Младший политрук Калиничев, военный комиссар отдельной зенитно-пулемётной бригады встал, покашливая и поправляя полушубок:
— Товарищ… Кхм… Товарищ военком, ну парни необстрелянные. Они фрица живого ещё толком не видели. Добрые они, характер у нас такой, вятский…
— Не добрые! Не добрые, товарищ младший политрук! А добренькие! Над нами вся армия, да что там… Весь фронт смеяться будет! Генерала фрицевского упустили по доброте душевной. Невзрачный он показался бойцам, мать их ети за ногу да в голубое небо…
Мачихин матерился редко. Но метко. Как стрелял. Должность обязывала быть примером во всем.
— А это, товарищи политработники, ваша недоработка, что бойцы недооценивают противника. Нет. Не так. Не противника. Врага. Кто из вас был на фронте?
Несколько молча человек подняли руки.
— Деревни сожженные видели? Когда трубы, как пальцы торчат? Черные такие, богу в харю тычут. Видели?
Фронтовики кивнули.
Мачихин помолчал, обведя взглядом политруков. Потом достал из кармана смятый листок, расправил его и стал читать:
— Ефрейтор Хеккель из дивизии «Мертвая голова» пишет свое жене: «Скоро ты будешь иметь столько славянских рабов, сколько пожелаешь. Мы станем помещиками, у нас будет земля, столько сколько мы пожелаем». Донесите эти слова до бойцов. Слово в слово донесите. Это приказ. Письмо это добыли разведчики младшего лейтенанта Михаила Бурдэ. В следующей ситуации. Группа товарища Бурдэ возвращалась из разведки. Проходя мимо деревни Малый Заход, они обнаружили, что на окраине села немцы приготовили виселицу. И собираются повесить двух человек. Мужчину и женщину. Бойцы младшего лейтенанта не задумались, как отделение сержанта Клепикова. Они просто открыли огонь. И отбили людей. И положили, согласно их докладу — двадцать фрицев. И никого не потеряли. Эффект неожиданности, так сказать. В кармане у одного из убитых добыли это письмо, которое я вам процитировал. Товарищи Шишкин и Гриншпун так же требовали наказания и этих разведчиков. За раскрытие бригады. И по своему были правы…
— Да что, Шишкин совсем с ума сошёл, что ли? — вскочил всегда несдержанный военком четвертого батальона. — У него совесть есть? Это же наши! Это же советские люди!!
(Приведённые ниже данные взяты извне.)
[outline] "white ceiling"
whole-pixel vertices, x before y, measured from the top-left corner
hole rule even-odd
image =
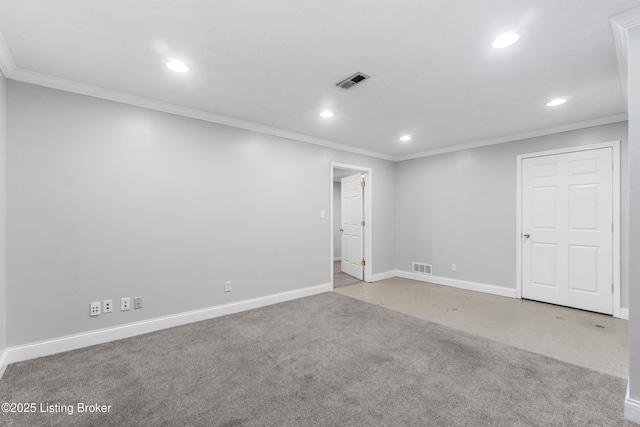
[[[0,0],[0,67],[16,80],[397,160],[625,120],[610,18],[638,6]],[[512,30],[517,44],[491,47]],[[167,69],[170,57],[190,72]],[[335,86],[358,71],[371,78]],[[545,106],[558,96],[570,101]],[[332,119],[318,115],[327,108]],[[412,141],[399,142],[407,133]]]

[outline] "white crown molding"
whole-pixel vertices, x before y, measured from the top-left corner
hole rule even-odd
[[[640,25],[640,8],[613,17],[611,19],[611,25],[612,25],[612,28],[614,29],[614,36],[616,37],[616,48],[618,49],[618,60],[619,62],[621,61],[620,49],[623,49],[624,55],[622,56],[624,57],[624,61],[626,64],[626,45],[624,45],[624,43],[626,43],[626,40],[627,40],[626,31],[630,28]],[[620,28],[622,28],[622,30],[620,30]],[[616,33],[616,31],[618,31],[618,33]],[[616,36],[615,34],[618,34],[618,35]],[[618,38],[620,38],[620,43],[623,43],[622,47],[618,45],[619,44]],[[625,79],[624,81],[626,81],[626,65],[624,67],[621,65],[621,73],[623,68],[624,68],[624,79]],[[291,139],[294,141],[305,142],[308,144],[313,144],[313,145],[317,145],[325,148],[345,151],[353,154],[360,154],[360,155],[374,157],[382,160],[389,160],[392,162],[401,162],[405,160],[418,159],[421,157],[429,157],[429,156],[435,156],[438,154],[468,150],[471,148],[479,148],[479,147],[485,147],[489,145],[503,144],[506,142],[518,141],[522,139],[550,135],[553,133],[566,132],[570,130],[576,130],[576,129],[587,128],[592,126],[599,126],[599,125],[610,124],[610,123],[617,123],[617,122],[627,120],[627,114],[623,113],[623,114],[617,114],[614,116],[582,121],[582,122],[542,129],[542,130],[523,133],[523,134],[507,135],[499,138],[458,144],[451,147],[428,150],[428,151],[409,154],[405,156],[394,156],[394,155],[379,153],[377,151],[354,147],[347,144],[341,144],[338,142],[329,141],[322,138],[316,138],[309,135],[290,132],[283,129],[273,128],[270,126],[260,125],[260,124],[252,123],[246,120],[235,119],[233,117],[223,116],[220,114],[210,113],[202,110],[197,110],[194,108],[188,108],[188,107],[183,107],[176,104],[157,101],[157,100],[145,98],[142,96],[113,91],[113,90],[105,89],[99,86],[79,83],[71,80],[62,79],[59,77],[50,76],[47,74],[24,70],[16,67],[15,62],[13,61],[13,57],[11,55],[11,51],[9,50],[9,47],[7,46],[7,43],[1,32],[0,32],[0,71],[2,71],[5,77],[12,80],[31,83],[39,86],[45,86],[53,89],[59,89],[67,92],[73,92],[80,95],[91,96],[94,98],[115,101],[122,104],[132,105],[132,106],[141,107],[141,108],[147,108],[150,110],[161,111],[169,114],[175,114],[178,116],[203,120],[210,123],[231,126],[231,127],[258,132],[266,135],[278,136],[281,138]],[[621,79],[622,78],[623,77],[621,74]],[[623,84],[626,84],[626,83],[623,83]],[[623,90],[623,92],[626,97],[626,90]]]
[[[620,85],[624,96],[625,108],[628,108],[629,98],[629,34],[631,28],[640,26],[640,8],[633,9],[610,19],[611,31],[616,45],[618,56],[618,72],[620,73]]]
[[[578,129],[585,129],[593,126],[608,125],[612,123],[624,122],[627,120],[628,120],[628,116],[626,113],[615,114],[613,116],[601,117],[593,120],[585,120],[582,122],[569,123],[562,126],[554,126],[551,128],[540,129],[532,132],[506,135],[506,136],[501,136],[499,138],[485,139],[483,141],[469,142],[466,144],[458,144],[451,147],[437,148],[435,150],[423,151],[420,153],[396,157],[395,161],[402,162],[405,160],[419,159],[421,157],[436,156],[438,154],[469,150],[471,148],[480,148],[480,147],[486,147],[489,145],[497,145],[497,144],[504,144],[507,142],[521,141],[523,139],[536,138],[539,136],[552,135],[554,133],[568,132],[568,131],[578,130]]]
[[[2,40],[0,40],[0,44],[2,44]],[[1,51],[2,51],[2,48],[0,47],[0,52]],[[248,122],[246,120],[235,119],[233,117],[223,116],[220,114],[209,113],[209,112],[197,110],[194,108],[188,108],[188,107],[183,107],[176,104],[157,101],[154,99],[145,98],[138,95],[132,95],[124,92],[105,89],[99,86],[93,86],[86,83],[79,83],[71,80],[61,79],[59,77],[54,77],[47,74],[36,73],[33,71],[23,70],[21,68],[15,68],[15,66],[12,71],[5,73],[5,75],[7,78],[21,81],[24,83],[31,83],[39,86],[49,87],[52,89],[58,89],[58,90],[64,90],[66,92],[77,93],[79,95],[87,95],[94,98],[100,98],[108,101],[119,102],[122,104],[133,105],[135,107],[147,108],[150,110],[161,111],[164,113],[170,113],[178,116],[189,117],[192,119],[203,120],[210,123],[216,123],[216,124],[231,126],[239,129],[249,130],[253,132],[259,132],[266,135],[273,135],[281,138],[292,139],[295,141],[306,142],[308,144],[319,145],[321,147],[331,148],[334,150],[347,151],[349,153],[361,154],[364,156],[375,157],[383,160],[390,160],[390,161],[394,160],[393,156],[378,153],[376,151],[352,147],[350,145],[340,144],[338,142],[333,142],[333,141],[329,141],[322,138],[316,138],[309,135],[304,135],[300,133],[286,131],[283,129],[273,128],[269,126],[260,125],[257,123]]]

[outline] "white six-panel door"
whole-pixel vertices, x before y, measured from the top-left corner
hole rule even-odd
[[[522,160],[522,297],[613,312],[612,149]]]
[[[363,279],[362,241],[362,174],[342,178],[341,190],[341,270],[355,278]]]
— А ты, товарищ Куклин, не кричи на весь лес. Особый отдел мы переубедили. На то мы и комиссары, чтобы воевать за людей не оружием, а словом, прежде всего. Но и оружием тоже, — Мачихин опять потер глаза. — Так что, требую от вас, товарищи политработники донести эти факты до личного состава. И донести так, чтобы каждый, я подчеркиваю, каждый боец понял — зачем мы тут и с какой целью.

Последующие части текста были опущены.